Cooling Unit (CDU) 1 has failed in Setonix

Resolved

CDU1 has survived overnight.
Posted Sep 04, 2025 - 11:42 AWST

Update

The CDU1 failed again this morning.

HPE discovered the expansion tank had no pressure. They have pumped the bladder tank to 18PSI.

All cabinets, chassis and nodes are now powered up and nodes are booted.

We will pray.
Posted Sep 03, 2025 - 11:37 AWST

Monitoring

HPE have powered back on the affected racks, and all nodes bar one have passed testing.

Pawsey will ask for a Post Incident Report from HPE and monitor the system overnight.
Posted Sep 02, 2025 - 17:50 AWST

Investigating

CDU 1 has failed in Setonix which has resulting in Racks X1002, X1003 and X1004 off lining all nodes in those racks.
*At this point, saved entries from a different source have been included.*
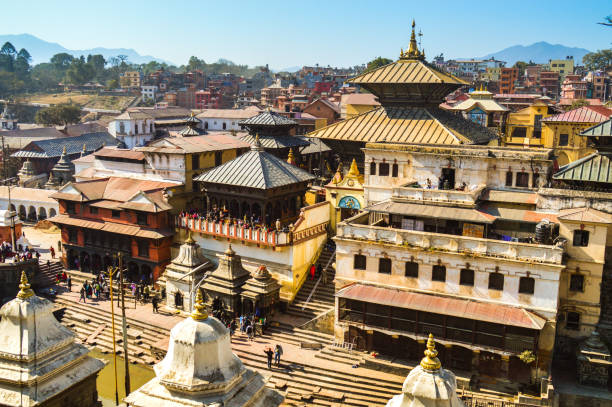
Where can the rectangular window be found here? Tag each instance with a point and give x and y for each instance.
(522, 179)
(384, 265)
(141, 218)
(359, 262)
(581, 238)
(143, 248)
(466, 277)
(411, 269)
(576, 282)
(383, 169)
(573, 321)
(438, 273)
(526, 285)
(496, 281)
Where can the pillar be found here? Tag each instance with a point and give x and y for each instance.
(475, 359)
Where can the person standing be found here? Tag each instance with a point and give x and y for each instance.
(269, 354)
(278, 352)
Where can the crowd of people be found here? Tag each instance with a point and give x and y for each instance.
(20, 254)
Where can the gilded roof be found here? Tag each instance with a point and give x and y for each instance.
(406, 72)
(596, 167)
(413, 125)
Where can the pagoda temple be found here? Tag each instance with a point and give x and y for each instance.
(40, 362)
(200, 369)
(410, 91)
(256, 184)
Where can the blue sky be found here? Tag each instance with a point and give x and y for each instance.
(289, 33)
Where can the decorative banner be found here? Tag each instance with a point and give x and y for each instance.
(349, 202)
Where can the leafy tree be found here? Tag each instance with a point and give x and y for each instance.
(59, 115)
(598, 60)
(377, 63)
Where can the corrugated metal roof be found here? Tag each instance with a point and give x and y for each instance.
(596, 167)
(413, 125)
(53, 148)
(256, 169)
(432, 211)
(267, 118)
(585, 114)
(479, 311)
(603, 129)
(275, 142)
(406, 72)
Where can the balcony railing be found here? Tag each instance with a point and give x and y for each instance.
(258, 235)
(438, 195)
(452, 243)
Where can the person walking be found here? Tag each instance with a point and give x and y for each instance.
(154, 302)
(278, 352)
(269, 354)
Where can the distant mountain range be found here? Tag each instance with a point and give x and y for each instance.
(42, 51)
(539, 52)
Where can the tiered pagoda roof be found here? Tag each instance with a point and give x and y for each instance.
(410, 91)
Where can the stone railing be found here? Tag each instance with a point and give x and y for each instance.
(257, 235)
(438, 195)
(470, 246)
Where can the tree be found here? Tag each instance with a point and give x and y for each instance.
(599, 60)
(377, 63)
(59, 115)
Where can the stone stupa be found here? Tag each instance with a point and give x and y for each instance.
(428, 385)
(200, 369)
(40, 363)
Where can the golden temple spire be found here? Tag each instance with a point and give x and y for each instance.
(199, 309)
(430, 362)
(353, 171)
(291, 158)
(24, 288)
(413, 50)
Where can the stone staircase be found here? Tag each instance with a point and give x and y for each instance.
(315, 297)
(47, 274)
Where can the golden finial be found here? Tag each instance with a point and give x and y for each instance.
(430, 362)
(290, 158)
(199, 309)
(24, 288)
(354, 171)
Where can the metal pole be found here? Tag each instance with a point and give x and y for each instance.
(110, 277)
(124, 325)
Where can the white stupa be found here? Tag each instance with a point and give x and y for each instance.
(40, 363)
(200, 369)
(428, 385)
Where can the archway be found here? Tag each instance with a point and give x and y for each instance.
(32, 213)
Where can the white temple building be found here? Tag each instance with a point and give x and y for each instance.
(428, 385)
(40, 363)
(200, 369)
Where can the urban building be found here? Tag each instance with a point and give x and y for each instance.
(104, 217)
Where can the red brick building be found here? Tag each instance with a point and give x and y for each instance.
(507, 80)
(101, 218)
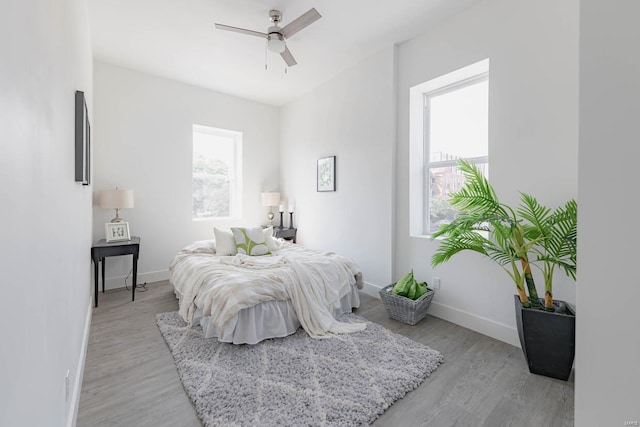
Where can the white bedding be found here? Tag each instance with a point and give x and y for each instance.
(219, 287)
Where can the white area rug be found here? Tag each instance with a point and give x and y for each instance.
(345, 381)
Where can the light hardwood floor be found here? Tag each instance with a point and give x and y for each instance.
(130, 378)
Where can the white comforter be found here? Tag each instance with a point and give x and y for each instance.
(223, 285)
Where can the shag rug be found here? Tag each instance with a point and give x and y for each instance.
(348, 380)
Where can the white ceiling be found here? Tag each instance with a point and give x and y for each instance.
(177, 39)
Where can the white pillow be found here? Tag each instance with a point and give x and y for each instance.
(250, 241)
(201, 247)
(271, 241)
(225, 243)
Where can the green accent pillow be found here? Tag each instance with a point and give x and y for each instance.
(250, 241)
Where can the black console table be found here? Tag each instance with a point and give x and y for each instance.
(285, 233)
(101, 249)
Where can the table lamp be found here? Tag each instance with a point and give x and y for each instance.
(270, 199)
(116, 199)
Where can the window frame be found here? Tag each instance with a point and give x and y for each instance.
(235, 171)
(419, 162)
(428, 163)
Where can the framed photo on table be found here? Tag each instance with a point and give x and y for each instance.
(327, 174)
(117, 231)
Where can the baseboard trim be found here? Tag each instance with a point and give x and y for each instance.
(488, 327)
(77, 384)
(150, 277)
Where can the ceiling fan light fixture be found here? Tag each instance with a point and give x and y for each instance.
(276, 43)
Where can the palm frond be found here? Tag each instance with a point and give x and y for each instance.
(478, 195)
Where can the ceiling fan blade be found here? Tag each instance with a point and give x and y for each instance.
(241, 30)
(288, 58)
(300, 22)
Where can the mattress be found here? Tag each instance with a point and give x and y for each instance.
(207, 285)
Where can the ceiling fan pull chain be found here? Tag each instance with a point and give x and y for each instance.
(265, 55)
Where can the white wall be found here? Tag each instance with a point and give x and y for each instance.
(350, 117)
(533, 96)
(608, 342)
(45, 54)
(143, 141)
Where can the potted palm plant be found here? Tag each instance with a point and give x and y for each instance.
(517, 239)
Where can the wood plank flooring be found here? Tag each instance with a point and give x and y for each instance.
(130, 378)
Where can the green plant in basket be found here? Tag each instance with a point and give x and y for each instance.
(409, 287)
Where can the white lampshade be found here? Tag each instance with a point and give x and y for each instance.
(270, 199)
(276, 43)
(116, 199)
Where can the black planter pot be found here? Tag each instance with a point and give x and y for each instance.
(548, 340)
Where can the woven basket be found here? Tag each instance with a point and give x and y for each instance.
(405, 309)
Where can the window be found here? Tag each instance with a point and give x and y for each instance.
(217, 173)
(449, 122)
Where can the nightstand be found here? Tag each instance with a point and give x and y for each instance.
(101, 250)
(285, 233)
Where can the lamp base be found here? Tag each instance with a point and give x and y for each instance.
(117, 218)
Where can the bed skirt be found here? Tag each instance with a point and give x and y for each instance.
(269, 319)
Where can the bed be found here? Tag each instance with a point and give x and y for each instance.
(244, 299)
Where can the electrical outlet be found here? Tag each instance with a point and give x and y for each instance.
(67, 387)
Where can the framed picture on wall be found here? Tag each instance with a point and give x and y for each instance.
(83, 140)
(327, 174)
(117, 231)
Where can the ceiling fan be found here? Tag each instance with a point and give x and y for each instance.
(276, 36)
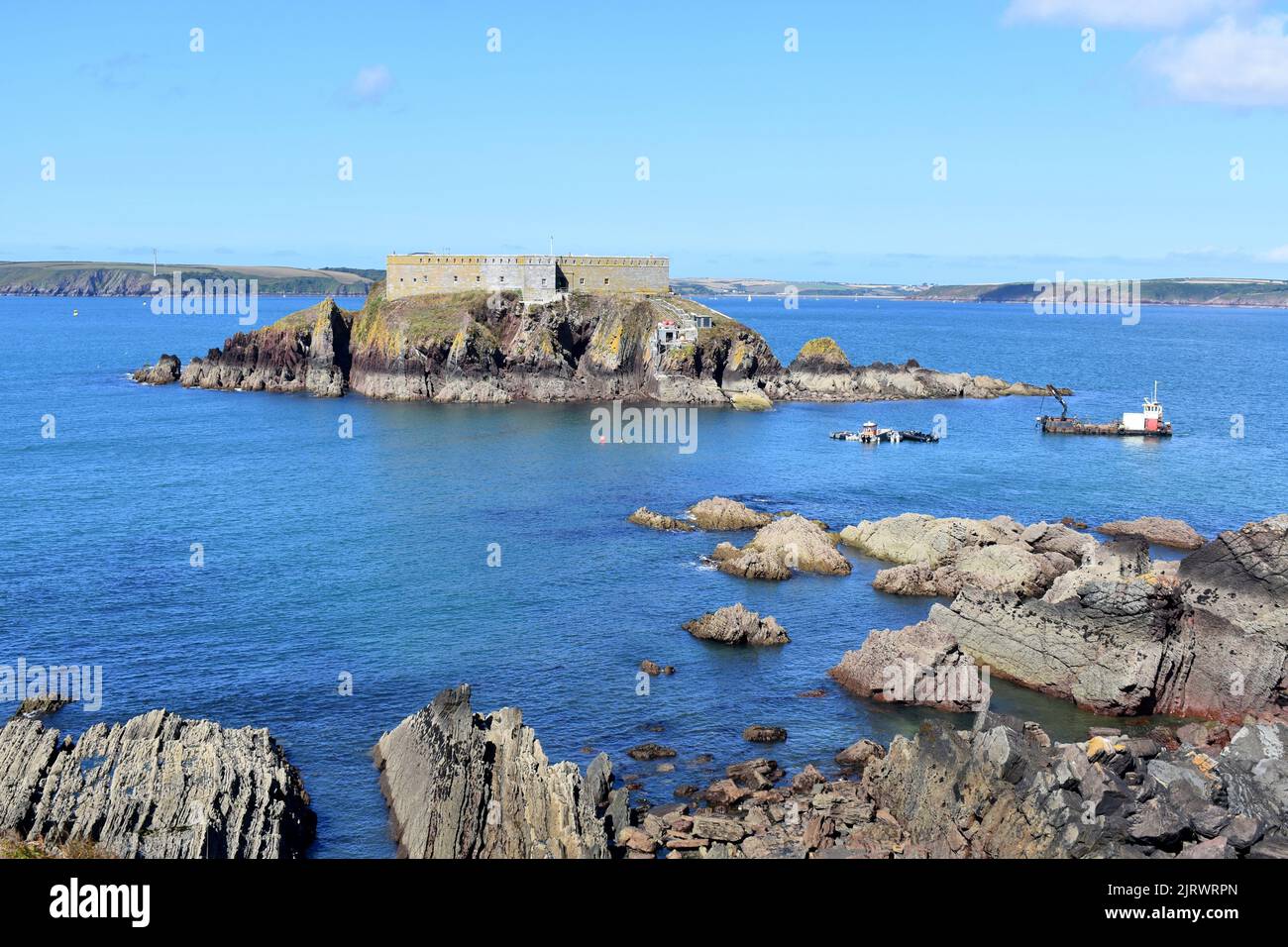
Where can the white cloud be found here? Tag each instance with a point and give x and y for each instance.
(1231, 63)
(372, 84)
(1127, 14)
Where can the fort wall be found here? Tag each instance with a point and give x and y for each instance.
(540, 278)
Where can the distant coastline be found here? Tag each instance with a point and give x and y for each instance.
(1171, 291)
(94, 278)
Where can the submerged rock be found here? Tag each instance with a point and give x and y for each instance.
(651, 751)
(1157, 530)
(737, 625)
(721, 513)
(462, 785)
(656, 521)
(158, 787)
(165, 371)
(917, 538)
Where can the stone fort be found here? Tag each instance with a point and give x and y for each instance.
(539, 278)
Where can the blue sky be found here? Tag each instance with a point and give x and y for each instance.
(806, 165)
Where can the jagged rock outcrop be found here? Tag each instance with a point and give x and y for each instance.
(1157, 530)
(489, 347)
(462, 785)
(1003, 791)
(657, 521)
(737, 625)
(304, 352)
(158, 787)
(1125, 635)
(165, 371)
(720, 513)
(918, 665)
(786, 545)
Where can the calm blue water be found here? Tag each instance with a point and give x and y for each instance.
(325, 556)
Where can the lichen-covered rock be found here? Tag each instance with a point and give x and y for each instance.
(657, 521)
(915, 538)
(165, 371)
(1157, 530)
(786, 545)
(158, 787)
(737, 625)
(918, 665)
(1009, 567)
(720, 513)
(462, 785)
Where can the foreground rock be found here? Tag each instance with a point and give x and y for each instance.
(656, 521)
(789, 544)
(462, 785)
(1122, 635)
(158, 787)
(737, 625)
(1162, 532)
(165, 371)
(1005, 791)
(722, 513)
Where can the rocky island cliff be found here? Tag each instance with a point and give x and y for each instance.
(481, 347)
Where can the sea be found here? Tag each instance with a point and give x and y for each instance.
(233, 556)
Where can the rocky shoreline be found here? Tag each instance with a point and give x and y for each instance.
(475, 347)
(1048, 607)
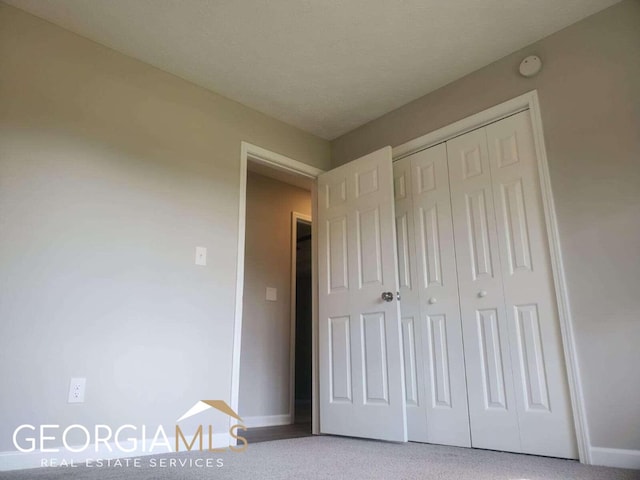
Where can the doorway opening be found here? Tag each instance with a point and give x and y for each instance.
(301, 322)
(274, 367)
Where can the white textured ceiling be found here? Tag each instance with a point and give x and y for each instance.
(326, 66)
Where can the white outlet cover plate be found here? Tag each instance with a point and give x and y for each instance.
(272, 294)
(76, 390)
(201, 256)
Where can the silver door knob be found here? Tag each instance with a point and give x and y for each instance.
(387, 296)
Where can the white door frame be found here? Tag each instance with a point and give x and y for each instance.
(282, 163)
(295, 216)
(529, 101)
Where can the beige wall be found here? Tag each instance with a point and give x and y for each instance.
(264, 363)
(111, 173)
(589, 92)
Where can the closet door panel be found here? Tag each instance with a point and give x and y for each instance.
(541, 389)
(492, 405)
(413, 355)
(445, 385)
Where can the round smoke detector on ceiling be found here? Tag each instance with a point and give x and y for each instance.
(530, 66)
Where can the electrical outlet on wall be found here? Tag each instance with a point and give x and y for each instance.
(76, 390)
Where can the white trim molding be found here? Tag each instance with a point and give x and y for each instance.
(267, 421)
(529, 102)
(278, 162)
(615, 457)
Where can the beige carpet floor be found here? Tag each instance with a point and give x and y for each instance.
(334, 458)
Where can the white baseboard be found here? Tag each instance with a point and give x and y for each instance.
(267, 421)
(16, 460)
(615, 457)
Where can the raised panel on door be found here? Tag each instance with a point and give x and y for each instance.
(440, 323)
(413, 356)
(361, 364)
(541, 390)
(492, 406)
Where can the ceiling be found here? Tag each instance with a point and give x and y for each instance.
(325, 66)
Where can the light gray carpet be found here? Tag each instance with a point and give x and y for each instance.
(342, 458)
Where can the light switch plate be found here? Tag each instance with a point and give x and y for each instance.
(76, 390)
(201, 256)
(272, 294)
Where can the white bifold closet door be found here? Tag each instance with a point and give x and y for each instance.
(482, 349)
(518, 392)
(431, 327)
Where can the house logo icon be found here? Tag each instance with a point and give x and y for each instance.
(203, 405)
(205, 433)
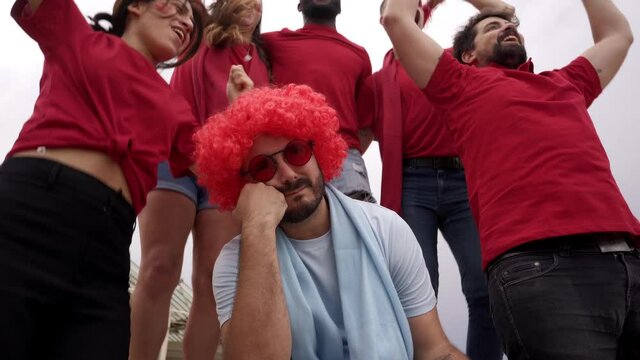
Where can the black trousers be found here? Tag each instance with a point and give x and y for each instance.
(570, 302)
(64, 264)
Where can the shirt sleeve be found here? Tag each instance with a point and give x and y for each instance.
(581, 73)
(54, 24)
(183, 146)
(447, 81)
(365, 103)
(183, 82)
(225, 278)
(406, 264)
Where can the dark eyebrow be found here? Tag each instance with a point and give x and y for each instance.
(484, 28)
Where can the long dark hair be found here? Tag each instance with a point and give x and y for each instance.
(222, 29)
(118, 21)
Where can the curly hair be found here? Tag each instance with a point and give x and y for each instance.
(463, 40)
(292, 111)
(223, 29)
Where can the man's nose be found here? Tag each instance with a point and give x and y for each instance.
(285, 172)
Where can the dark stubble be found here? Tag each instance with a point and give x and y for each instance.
(303, 210)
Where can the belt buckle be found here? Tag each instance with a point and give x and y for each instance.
(613, 245)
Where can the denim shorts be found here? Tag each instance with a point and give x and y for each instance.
(354, 178)
(186, 185)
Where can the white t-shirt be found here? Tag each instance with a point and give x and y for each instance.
(399, 248)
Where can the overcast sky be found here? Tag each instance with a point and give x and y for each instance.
(555, 33)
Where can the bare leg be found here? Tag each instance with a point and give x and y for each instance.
(165, 224)
(212, 230)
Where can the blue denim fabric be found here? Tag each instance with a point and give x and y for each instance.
(354, 180)
(567, 305)
(186, 185)
(437, 199)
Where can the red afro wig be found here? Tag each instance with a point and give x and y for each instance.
(292, 111)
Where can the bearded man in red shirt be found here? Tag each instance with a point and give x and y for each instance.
(559, 242)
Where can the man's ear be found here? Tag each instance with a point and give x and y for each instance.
(135, 8)
(469, 57)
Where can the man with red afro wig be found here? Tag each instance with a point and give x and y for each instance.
(314, 274)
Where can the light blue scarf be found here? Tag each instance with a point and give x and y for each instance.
(375, 323)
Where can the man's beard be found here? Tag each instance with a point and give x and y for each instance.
(321, 12)
(303, 209)
(509, 55)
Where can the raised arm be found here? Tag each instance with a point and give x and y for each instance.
(259, 325)
(612, 38)
(238, 83)
(418, 53)
(429, 340)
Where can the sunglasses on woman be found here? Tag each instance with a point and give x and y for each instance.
(263, 168)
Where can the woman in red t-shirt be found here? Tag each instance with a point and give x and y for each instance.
(81, 168)
(180, 205)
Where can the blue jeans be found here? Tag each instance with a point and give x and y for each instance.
(567, 305)
(437, 199)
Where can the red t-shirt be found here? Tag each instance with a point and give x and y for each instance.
(405, 124)
(321, 58)
(203, 79)
(98, 93)
(534, 164)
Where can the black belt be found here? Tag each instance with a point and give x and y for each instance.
(444, 163)
(580, 243)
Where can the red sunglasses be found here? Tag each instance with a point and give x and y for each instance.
(262, 168)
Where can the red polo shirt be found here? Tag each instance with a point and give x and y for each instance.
(326, 61)
(534, 164)
(98, 93)
(405, 124)
(203, 79)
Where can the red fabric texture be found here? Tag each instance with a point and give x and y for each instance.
(318, 56)
(534, 164)
(203, 79)
(406, 126)
(98, 93)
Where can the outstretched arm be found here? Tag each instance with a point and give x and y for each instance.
(418, 53)
(612, 38)
(429, 340)
(259, 325)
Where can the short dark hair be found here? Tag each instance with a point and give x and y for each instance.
(463, 41)
(118, 21)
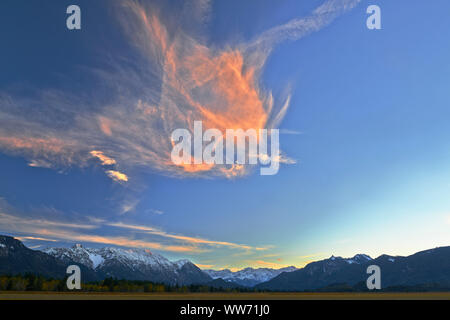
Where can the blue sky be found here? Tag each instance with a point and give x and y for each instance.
(367, 125)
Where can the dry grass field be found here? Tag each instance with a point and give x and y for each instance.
(225, 296)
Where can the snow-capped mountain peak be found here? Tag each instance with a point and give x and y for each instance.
(136, 264)
(248, 276)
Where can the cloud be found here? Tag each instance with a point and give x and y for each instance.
(103, 159)
(186, 239)
(27, 227)
(117, 175)
(266, 264)
(35, 238)
(172, 79)
(155, 211)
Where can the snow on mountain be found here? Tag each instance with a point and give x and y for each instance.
(132, 264)
(248, 276)
(359, 258)
(132, 258)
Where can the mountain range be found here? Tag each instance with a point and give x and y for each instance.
(425, 268)
(429, 267)
(248, 277)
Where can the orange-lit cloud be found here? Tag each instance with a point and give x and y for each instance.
(174, 79)
(103, 159)
(117, 175)
(191, 240)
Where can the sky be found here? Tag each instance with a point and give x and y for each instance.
(86, 118)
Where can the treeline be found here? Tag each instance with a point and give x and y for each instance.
(32, 282)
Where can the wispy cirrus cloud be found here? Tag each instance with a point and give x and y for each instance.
(30, 227)
(172, 79)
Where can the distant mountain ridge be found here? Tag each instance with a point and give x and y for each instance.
(248, 277)
(16, 258)
(426, 267)
(422, 270)
(132, 264)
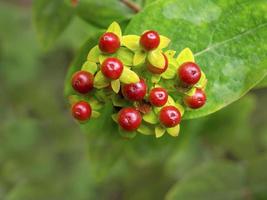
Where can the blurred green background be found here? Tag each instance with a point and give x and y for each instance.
(45, 156)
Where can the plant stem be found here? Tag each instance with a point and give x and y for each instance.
(133, 6)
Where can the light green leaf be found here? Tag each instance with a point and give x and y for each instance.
(150, 117)
(228, 43)
(164, 42)
(116, 29)
(128, 76)
(90, 67)
(159, 131)
(101, 81)
(174, 131)
(139, 58)
(93, 55)
(131, 42)
(185, 55)
(125, 55)
(115, 85)
(156, 58)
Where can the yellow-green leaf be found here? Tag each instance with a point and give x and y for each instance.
(174, 131)
(186, 55)
(100, 81)
(128, 76)
(156, 58)
(94, 54)
(90, 67)
(150, 117)
(164, 42)
(116, 29)
(139, 58)
(131, 42)
(115, 85)
(159, 131)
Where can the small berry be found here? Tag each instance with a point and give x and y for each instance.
(129, 119)
(109, 43)
(189, 73)
(82, 82)
(112, 68)
(81, 111)
(135, 91)
(170, 116)
(155, 70)
(158, 97)
(197, 100)
(150, 40)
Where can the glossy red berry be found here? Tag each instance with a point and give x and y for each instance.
(189, 73)
(129, 119)
(135, 91)
(197, 100)
(109, 43)
(81, 111)
(150, 40)
(170, 116)
(82, 82)
(158, 97)
(155, 70)
(112, 68)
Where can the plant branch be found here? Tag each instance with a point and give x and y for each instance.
(133, 6)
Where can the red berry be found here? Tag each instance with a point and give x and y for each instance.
(158, 97)
(170, 116)
(129, 119)
(135, 91)
(156, 70)
(81, 111)
(189, 73)
(150, 40)
(197, 100)
(112, 68)
(109, 43)
(82, 82)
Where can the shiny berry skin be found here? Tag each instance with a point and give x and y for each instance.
(158, 97)
(169, 116)
(112, 68)
(197, 100)
(150, 40)
(155, 70)
(135, 91)
(82, 82)
(189, 73)
(81, 111)
(129, 119)
(109, 43)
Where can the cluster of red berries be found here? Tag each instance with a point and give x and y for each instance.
(141, 88)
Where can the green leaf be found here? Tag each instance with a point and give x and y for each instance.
(89, 67)
(131, 42)
(93, 55)
(159, 131)
(51, 18)
(139, 58)
(156, 59)
(186, 55)
(116, 29)
(115, 85)
(101, 13)
(150, 117)
(228, 39)
(128, 76)
(100, 81)
(126, 56)
(174, 131)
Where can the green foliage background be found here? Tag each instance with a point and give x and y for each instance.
(45, 156)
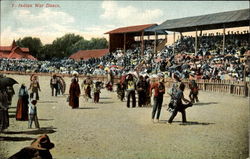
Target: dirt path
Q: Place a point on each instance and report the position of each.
(217, 129)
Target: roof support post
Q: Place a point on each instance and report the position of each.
(174, 44)
(224, 39)
(155, 44)
(142, 43)
(109, 43)
(124, 43)
(196, 41)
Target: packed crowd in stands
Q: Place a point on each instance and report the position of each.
(209, 63)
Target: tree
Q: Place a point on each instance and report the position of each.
(34, 45)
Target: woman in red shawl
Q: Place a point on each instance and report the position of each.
(22, 104)
(74, 93)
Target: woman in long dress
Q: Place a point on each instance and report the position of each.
(35, 87)
(74, 93)
(4, 115)
(22, 104)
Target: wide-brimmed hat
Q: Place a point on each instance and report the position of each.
(42, 143)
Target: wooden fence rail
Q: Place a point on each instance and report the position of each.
(223, 86)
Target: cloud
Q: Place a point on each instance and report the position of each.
(46, 24)
(46, 17)
(129, 15)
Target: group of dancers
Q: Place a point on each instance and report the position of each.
(154, 87)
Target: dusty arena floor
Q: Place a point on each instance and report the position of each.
(217, 128)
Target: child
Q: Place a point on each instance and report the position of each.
(97, 91)
(33, 114)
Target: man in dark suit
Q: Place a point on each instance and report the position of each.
(39, 149)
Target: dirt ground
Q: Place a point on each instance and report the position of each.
(217, 128)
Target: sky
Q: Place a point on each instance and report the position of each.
(49, 20)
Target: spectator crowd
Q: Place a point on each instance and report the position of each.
(210, 62)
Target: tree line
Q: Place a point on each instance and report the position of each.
(61, 47)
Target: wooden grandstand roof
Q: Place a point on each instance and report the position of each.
(136, 28)
(87, 54)
(237, 18)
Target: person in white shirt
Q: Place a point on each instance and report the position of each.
(33, 114)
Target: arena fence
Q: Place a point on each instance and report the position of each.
(239, 88)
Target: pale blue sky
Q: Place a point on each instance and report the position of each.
(94, 18)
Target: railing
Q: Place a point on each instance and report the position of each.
(239, 88)
(223, 86)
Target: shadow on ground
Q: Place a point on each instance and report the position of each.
(187, 123)
(45, 119)
(106, 102)
(105, 98)
(8, 138)
(43, 130)
(204, 104)
(88, 108)
(47, 101)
Approximately half of the GPU capacity and one third of the CPU capacity of Setonix is unavailable.

HPE are onsite and investigating, but have no ETA on when the cooling unit will be restored to service.
Posted Sep 02, 2025 - 17:10 AWST
This incident affected: Setonix (Setonix work partition, Setonix gpu partition, Setonix gpu high mem partition, Setonix gpu debug partition).